Belgium: Unlikely Hotbed for Terror in Europe
Months before Brussels attacks, expert said nation was “in denial."
— -- Just a day before explosions in Brussels killed more than 30 people and injured at least three Americans, top Belgian officials knew they were in trouble.
“We are far from putting the puzzle together,” Belgian prosecutor Frederic Van Leeuw told reporters Monday morning, hours after authorities captured an alleged ISIS operative suspected in November’s Paris attacks. The nation’s interior minister, Jan Jambon, told a local news outlet that the man’s purported terror network was “bigger than we thought in the beginning” and that he clearly had logistical support in the heart of Europe -- a network that threatened more carnage.
“When weapons and terrorists are in the same place, it means there’s going to be an attack,” Jambon said.
A day later, at least three explosions ripped through a Belgian airport and metro station, killing more than 30 and injuring over 100 others, and the Syria-based terrorist organization ISIS -- the same group that is believed to have carried out the Paris attacks -- released a statement claiming responsibility.
“They [Belgian authorities] were unable, during all of that four months, to find the [suspect in] the Paris attacks and they were unable over the course of the weekend and through Monday to stop this new cell that they knew was out there,” Richard Clarke, former White House counter-terrorism advisor and current ABC News consultant, said.
Belgium, and Brussels in particular, came to world’s attention as a surprising home to extremism in the days after the Paris attacks in November, when French President Francois Hollande declared the attacks that killed 130 of his countrymen was “organized” there.

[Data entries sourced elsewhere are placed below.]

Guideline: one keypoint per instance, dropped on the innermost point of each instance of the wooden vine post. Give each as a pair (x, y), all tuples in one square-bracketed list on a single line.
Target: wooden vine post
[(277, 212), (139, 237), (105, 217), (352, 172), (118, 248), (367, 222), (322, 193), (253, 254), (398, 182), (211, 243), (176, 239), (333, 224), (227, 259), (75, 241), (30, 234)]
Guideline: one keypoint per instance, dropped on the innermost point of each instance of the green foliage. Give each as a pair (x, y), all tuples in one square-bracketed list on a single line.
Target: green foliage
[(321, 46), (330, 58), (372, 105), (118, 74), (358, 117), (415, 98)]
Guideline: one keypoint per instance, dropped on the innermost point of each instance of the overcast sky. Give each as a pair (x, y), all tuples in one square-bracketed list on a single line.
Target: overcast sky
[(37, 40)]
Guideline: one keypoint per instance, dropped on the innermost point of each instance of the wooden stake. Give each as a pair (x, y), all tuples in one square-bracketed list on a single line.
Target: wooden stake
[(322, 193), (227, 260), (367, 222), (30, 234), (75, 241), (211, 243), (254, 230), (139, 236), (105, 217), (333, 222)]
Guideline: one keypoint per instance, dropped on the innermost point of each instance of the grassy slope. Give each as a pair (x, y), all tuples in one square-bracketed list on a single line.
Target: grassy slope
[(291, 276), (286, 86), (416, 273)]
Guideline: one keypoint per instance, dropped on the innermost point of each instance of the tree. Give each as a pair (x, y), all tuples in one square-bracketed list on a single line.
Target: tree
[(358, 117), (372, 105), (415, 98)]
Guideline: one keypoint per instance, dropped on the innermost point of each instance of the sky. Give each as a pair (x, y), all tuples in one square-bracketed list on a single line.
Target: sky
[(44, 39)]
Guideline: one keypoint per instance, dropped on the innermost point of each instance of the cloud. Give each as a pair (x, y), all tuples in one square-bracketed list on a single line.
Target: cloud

But at the time terrorism analysts and experts told ABC News that Belgium had a long, troubled history with terrorism and that for the most part the country was slow to respond.
“There has been a serious jihadi issue there for many, many years,” Daniel Benjamin, who oversaw State Department counter-terror efforts during President Obama’s first term, told ABC News then. “A number of European countries have underestimated the threat and have been in denial about the dangers they faced… The Belgians especially were in denial.”
Belgium has served as a European pipeline for extremists looking to join ranks with ISIS, experts said. About six percent of Belgium’s population is Muslim, but conditions in the country have produced the largest number, per capita, of foreign fighters traveling to Syria or Iraq to join ISIS and other extremist groups. An official estimate in October 2015 put the number at 470.
Howard Gutman, a veteran Washington lawyer who served as U.S. Ambassador to Belgium until 2013, told ABC News in November the Belgians began updating their laws over the past decade to enhance their ability to monitor extremists. But they have continued to struggle to keep pace with the growing ranks of disaffected young Muslims who fled Syria after President Assad used chemical weapons in recent years.
"There are probably 500 prime targets, which would require 5,000 agents to keep proper tabs. My best guess is that the Belgian [elite security] force probably totals about 200," Gutman said then. "So they cannot watch even a fraction of the high risk threats."
“My impression is that Belgian authorities have been taking the threat more seriously as time has gone by,” Benjamin said. “But I don’t believe they have the capacities of the British or the French.”